We may be working from home, but we are busy developing our next exhibit, Celebrating the 19th Amendment: Suffragists in Print. It’s hard to believe it was only 100 years ago that women finally won the vote. We say won, not given, because it was a decades-long, multi-generational battle by Suffragists.
The Suffragist movement is historically recognized as starting in 1848, when the first women’s rights convention convened in Seneca Falls, NY. They met to “…discuss the social, civil, and religious condition and rights of woman.” Needless to say, they had a lot to talk about: owning property, retaining property in marriage, marriage equality, equal pay, labor reform, dress reform, and taxation without representation. It sounds archaic, and it was! After much debate and deliberation, the Suffragists determined the lynchpin to self-determination was the right to vote—the woman’s suffrage movement was born.

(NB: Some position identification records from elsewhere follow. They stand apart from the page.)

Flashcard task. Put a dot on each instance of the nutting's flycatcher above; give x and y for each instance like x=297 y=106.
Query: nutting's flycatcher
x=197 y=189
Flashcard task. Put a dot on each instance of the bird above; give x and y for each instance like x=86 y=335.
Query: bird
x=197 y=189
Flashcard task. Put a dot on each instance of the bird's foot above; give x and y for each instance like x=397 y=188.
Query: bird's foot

They were up against formidable odds: the law was against them, politicians dismissed them, and the press ridiculed them. The “Anti’s” called them unwomanly, un-natural, and emasculating, but still they persisted. Excoriated in the popular press, Suffragists started their own newspapers, publishing houses and printing presses. They learned how to set the type and run the press to paper the country with their own words.

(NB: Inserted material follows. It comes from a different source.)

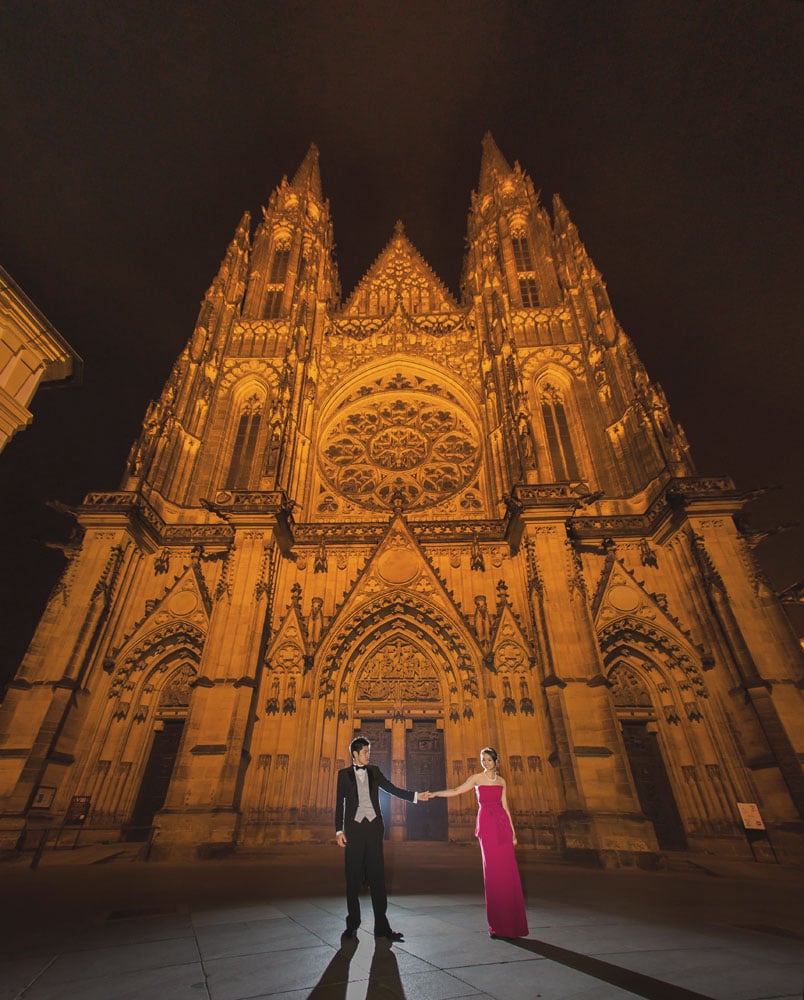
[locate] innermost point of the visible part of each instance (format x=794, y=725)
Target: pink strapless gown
x=505, y=906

This exhibition examines the legal status of women in the 1840s; what early, unsuccessful, forays towards ratification looked like; how those early woman of print fared in San Francisco’s unions; the movement’s increasing media savvy; who the Antis were and how they fought women’s suffrage; the tension between some Suffragists and other disenfranchised minority groups; and what the final campaign for federal ratification looked like in printed form.
Join us in a 70+ year retrospective of the suffragist movement focusing on the power of the printed word to celebrate the centenary of the 19th amendment.